# What are the most straightforward/most effective plugins for placing orchestral instruments that aren't pre-panned?



## Coriolis (Apr 26, 2020)

I have VSL MIRx, and it's very easy to use, but it only works with VSL products. I've been eyeing MIR Pro, because it would work for any company's instruments _and_ audio files, and clearly displays the seating chart, but it's really expensive. I'd like to get it eventually, but it's too expensive.

Are there any plugins, that you'd recommend, that are visually clear and relatively intuitive, are good for orchestral and acoustic instruments, and has placement for left/right/depth (how far from the conductor the instrument sits on stage)? I googled, and I see a lot of products with lots sliders and squiggly soundwaves.


----------



## Terry93D (Apr 26, 2020)

Auburn's Panagement 2 is both clear and intuitive. https://www.auburnsounds.com/products/Panagement.html


----------



## JohnG (Apr 26, 2020)

You don't need any of that with libraries that have multiple mic positions.
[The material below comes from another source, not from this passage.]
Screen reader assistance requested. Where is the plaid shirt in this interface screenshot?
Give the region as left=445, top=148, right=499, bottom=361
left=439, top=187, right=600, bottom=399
Just work with the various mics until it sounds good.


----------



## bvaughn0402 (Apr 26, 2020)

Speaking of panning ... is there a list somewhere of which libraries are panned? Like OT, Spitfire, ...


----------



## Sapphire (Apr 26, 2020)

Terry93D said:


> Auburn's Panagement 2 is both clear and intuitive. https://www.auburnsounds.com/products/Panagement.html



Don't forget that it G O T . R E V E R B


----------



## muk (Apr 27, 2020)

Panagement

2cAudio Precedence

VirtualSoundStage 2

dearVR Pro (has been on sale for as low as 30$)

Independence Origami (the only spatial panner I know that works with convolution, not algorithmic reverb. There used to be a free version of this. Don't know if it still exists).

Eareverb 2

Inspired Acoustic's Inspirata (to be released in May)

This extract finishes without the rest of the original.